В прежнее время, явись к нам такой редкий гость, как тетушка Авдакея, мать поставила бы самовар. Углей горячих насыпала бы в него из печки, глядишь, через четверть часа самовар готов. Его водрузили бы на стол, мать перетерла бы чашки и блюдца чистым рушником, и сестры сели бы одна против другой и попивали бы чай вприкуску, и говорили бы о том о сем, и в их размеренный говор вплетал бы свое мурлыканье кипевший самовар.
Теперь иное дело. Теперь самовары вышли из моды. Некогда с ними возиться. В старой избе еще ставили кое-когда. Но старший брат Федор нашел ему иное применение. В палисаднике перед новым станционным домом он вкопал дубовый столб, а к этому столбу привинтил болтами наш медный, со всеми медалями на боку, тульский самовар. Летним утром Федор наливает в самовар ведро воды и моется под краном, фыркая от удовольствия. Неизменный свидетель всех наших семейных торжеств, самовар стал на старости лет рукомойником. Видно, таков уж удел всего, что переживает свой век.

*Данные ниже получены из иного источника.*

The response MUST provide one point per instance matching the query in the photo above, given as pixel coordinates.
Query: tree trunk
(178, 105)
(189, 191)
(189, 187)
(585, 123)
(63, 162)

Теперь в моде чайники. Чайник, он, может, не столь поэтичен, зато удобен. Не успела мать поставить на стол посуду да кое-какое угощение, а уж чайник загремел крышкой: готов, закипел, значит.
Мать разлила чай и села за стол напротив Авдакеи. Я тоже пристроился сбочку.
Отпив один-другой глоток чая, мать отставила блюдце и заговорила:
— Вот ты спрашиваешь, отступилась ли я от бога? А я и сама не знаю… — Она вздохнула. — Молодой глупая была — верила. И то, как не верить? У дьячка училась-то. Втолковал священное писание. Окромя евангелия, ничего до самого замужества и читать-то не умела. А потом, как пожила, так уж…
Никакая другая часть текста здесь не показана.